Closed (fixed)
Project:
Hostmaster (Aegir)
Version:
6.x-1.2
Component:
Code
Priority:
Critical
Category:
Bug report
Assigned:
Issue tags:
Reporter:
Created:
18 Jul 2011 at 15:39 UTC
Updated:
30 May 2014 at 10:04 UTC
Jump to comment: Most recent
Comments
Comment #1
anarcat commentedDo you see something in the watchdog?
Is it just the site or also aegir that believe the cron hasn't ran?
Comment #2
omega8cc commentedWhen running it manually, it always displays weird info for
hosting-cron:found running tasks, starting 1 out of 1 items:And this on fresh install, with one site created.
Comment #3
omega8cc commentedThis time it is also Aegir. It doesn't run the cron for sites for, say, 1 day, and it correctly displays on every site node that the cron was run 1 day ago - of course also for the hostmaster site.
Comment #4
anarcat commentedCan you try running hosting-cron --debug to see what happens there?
Comment #5
omega8cc commentedHah, it shows more:
Comment #6
omega8cc commentedNow, after I run
drush hosting-cron --debugon this server with over 110 sites hosted, the cron queue unlocked and runs after 2 days and 2 hours being locked. I will monitor the web server log to see when/if it stops again.Comment #7
anarcat commentedOkay, let us know how that goes.
For the record, ever since we implemented that patch at koumbit, cron has ran reliably everywhere and we at least had consistency between the frontend and the sites when cron wouldn't run for some reason.
Comment #8
omega8cc commentedOK, that was quick.
When the queue hits the first site which is switched to offline mode (so error 403), it got stuck again and tries to run the cron *only for this site*, on every new run, forever:
Comment #9
anarcat commentedI see, this is indeed what the code does.
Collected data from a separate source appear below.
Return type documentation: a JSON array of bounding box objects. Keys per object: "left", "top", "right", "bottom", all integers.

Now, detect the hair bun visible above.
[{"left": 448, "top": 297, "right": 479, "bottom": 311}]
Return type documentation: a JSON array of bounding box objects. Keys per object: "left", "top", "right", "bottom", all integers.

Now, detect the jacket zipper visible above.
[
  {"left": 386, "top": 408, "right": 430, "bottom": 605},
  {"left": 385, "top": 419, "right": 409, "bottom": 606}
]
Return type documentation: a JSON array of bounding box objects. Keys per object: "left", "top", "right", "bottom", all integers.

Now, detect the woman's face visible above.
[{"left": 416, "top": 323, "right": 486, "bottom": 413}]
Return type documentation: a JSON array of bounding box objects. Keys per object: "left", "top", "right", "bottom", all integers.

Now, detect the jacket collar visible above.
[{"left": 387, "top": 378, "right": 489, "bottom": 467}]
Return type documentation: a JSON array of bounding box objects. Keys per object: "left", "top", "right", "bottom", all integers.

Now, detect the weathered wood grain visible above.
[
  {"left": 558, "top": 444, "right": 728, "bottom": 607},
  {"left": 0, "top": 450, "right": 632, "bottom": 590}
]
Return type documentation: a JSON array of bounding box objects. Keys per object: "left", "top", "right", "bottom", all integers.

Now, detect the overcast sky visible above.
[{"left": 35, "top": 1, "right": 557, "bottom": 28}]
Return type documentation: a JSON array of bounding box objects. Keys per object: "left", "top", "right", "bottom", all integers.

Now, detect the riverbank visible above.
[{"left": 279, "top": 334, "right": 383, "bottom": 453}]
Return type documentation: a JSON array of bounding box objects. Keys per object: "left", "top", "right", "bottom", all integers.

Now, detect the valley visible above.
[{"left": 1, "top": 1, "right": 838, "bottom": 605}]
If you try to run more than one task at a time, a single broken site will not block the queue anymore, so that's a first workaround. Oddly enough, disabling the site will also fix that problem.
Note that this was a solution to another fairly annoying bug (but not as critical): #1197048: cron uses external command; cron only run if canonical hostname exists.
I'll work on a patch now.
Comment #10
anarcat commentedPlease try commit [f46c7ce63d761ee933d548dab462dfa850086789] I just pushed to head, it should fix the problem.
Comment #11
omega8cc commentedThis doesn't help at all. The queue is still locked and runs the same site's cron with the same error 403, every minute.
I don't think it is related to the number of crons set to run at once. There is no such setting for cron queue in Aegir anyway, only for tasks queue. In this case it normally runs cron for 20 sites at every run, when I set the frequency to 1 minute. Yet, it doesn't help.
I believe that we need to properly handle any non-200 response to fix this issue.
Comment #12
anarcat commentedI committed a new fix for this.
Comment #13
omega8cc commentedThis commit http://drupalcode.org/project/hostmaster.git/patch/cb0c2d2 fixes the issue.
Now it just runs further after hitting any site with 403 response.
Thanks!
Comment #14
anarcat commentedmerged into 1.x.
Comment #15
anarcat commentedFor those stumbling upon this problem in 1.2, you can apply this patch directly:
http://drupalcode.org/project/hostmaster.git/patch/734d49b07e4dc174bcd07...